Sandy’s face brightened a little. “I believe you’re right, Dick. If a burning tree or branch doesn’t fall on us, we can make it. We’ll have to wade right down through the center of the stream. If it gets too hot we can dive under the water. I’m going to take off my shirt, soak it in water and breathe with it around my head.”

“A good idea,” approved Dick. “I’ll do it too.”

A half hour later, two boys emerged, wet and blackened, from a cloud of smoke and flame and advanced painfully along the creek to a point where it emptied into the Big Smokey river. Behind them thundered the terrible conflagration, getting closer every moment. Moose, deer and caribou stood trembling at the river’s edge, or struck boldly out into the stream. The boys turned north and followed the river for a mile before they discovered the object they sought.

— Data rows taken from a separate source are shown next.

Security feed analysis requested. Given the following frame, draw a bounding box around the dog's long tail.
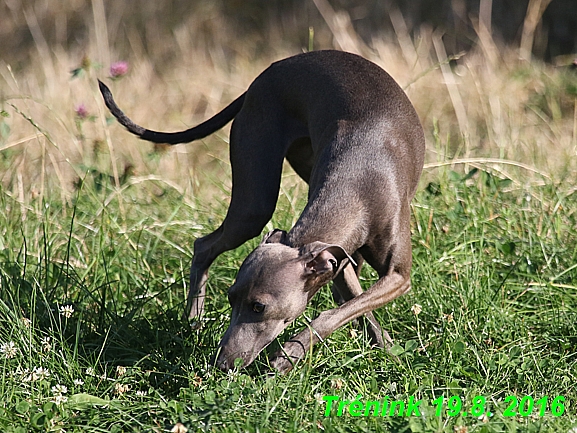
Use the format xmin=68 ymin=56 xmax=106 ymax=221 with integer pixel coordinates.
xmin=98 ymin=80 xmax=246 ymax=144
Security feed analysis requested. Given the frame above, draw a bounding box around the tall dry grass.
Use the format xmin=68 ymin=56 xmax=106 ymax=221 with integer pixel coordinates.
xmin=0 ymin=0 xmax=577 ymax=209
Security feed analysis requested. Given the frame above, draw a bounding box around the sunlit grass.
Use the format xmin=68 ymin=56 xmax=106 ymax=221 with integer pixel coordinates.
xmin=0 ymin=3 xmax=577 ymax=433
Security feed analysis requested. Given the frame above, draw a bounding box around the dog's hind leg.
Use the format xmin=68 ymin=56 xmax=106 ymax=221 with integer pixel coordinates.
xmin=332 ymin=254 xmax=392 ymax=347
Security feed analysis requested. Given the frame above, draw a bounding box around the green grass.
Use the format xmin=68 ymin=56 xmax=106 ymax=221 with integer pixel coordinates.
xmin=0 ymin=159 xmax=577 ymax=432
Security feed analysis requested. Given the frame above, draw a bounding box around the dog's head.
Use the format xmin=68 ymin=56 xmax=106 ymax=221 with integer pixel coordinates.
xmin=216 ymin=230 xmax=352 ymax=371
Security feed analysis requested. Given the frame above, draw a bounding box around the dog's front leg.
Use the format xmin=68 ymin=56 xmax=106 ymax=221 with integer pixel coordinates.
xmin=271 ymin=273 xmax=411 ymax=373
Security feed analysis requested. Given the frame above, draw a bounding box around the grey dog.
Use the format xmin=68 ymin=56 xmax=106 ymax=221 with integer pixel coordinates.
xmin=99 ymin=51 xmax=425 ymax=372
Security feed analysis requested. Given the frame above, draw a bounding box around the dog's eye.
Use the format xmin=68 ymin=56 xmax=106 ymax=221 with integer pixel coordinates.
xmin=252 ymin=302 xmax=265 ymax=313
xmin=329 ymin=259 xmax=338 ymax=272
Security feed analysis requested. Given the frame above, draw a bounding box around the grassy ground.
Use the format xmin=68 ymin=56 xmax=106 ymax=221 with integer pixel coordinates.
xmin=0 ymin=144 xmax=577 ymax=432
xmin=0 ymin=6 xmax=577 ymax=433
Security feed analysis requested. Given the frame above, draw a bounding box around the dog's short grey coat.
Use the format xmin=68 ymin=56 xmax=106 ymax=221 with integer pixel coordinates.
xmin=100 ymin=51 xmax=425 ymax=372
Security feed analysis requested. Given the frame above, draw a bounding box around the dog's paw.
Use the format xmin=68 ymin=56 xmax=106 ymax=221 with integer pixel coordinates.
xmin=270 ymin=355 xmax=293 ymax=374
xmin=270 ymin=334 xmax=308 ymax=374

It was daylight now, though the smoke made it difficult to see far. Yet the light, graceful Peterboro canoe, loaded with supplies, did not miss their searching eyes. As they pushed it into the river and climbed in, Dick Kent gave voice to a fervent exclamation.

“We made it, Sandy!” he exulted, as he dipped his paddle once more into the bosom of the Big Smokey.

Sandy was about to share Dick’s rejoicing, when the movements of a huge brown bear, which had splashed into the water behind them, attracted his attention. The bear was swimming straight for the canoe.

“Shove out quick!” cried Sandy suddenly, but too late.

The brown bear, blinded by smoke, and thinking the canoe some log to cling to, clawed at the rim of the frail craft and pulled down. The canoe went over, spilling its contents into the river, while the bear, finding the craft unstable, swam on out into the river.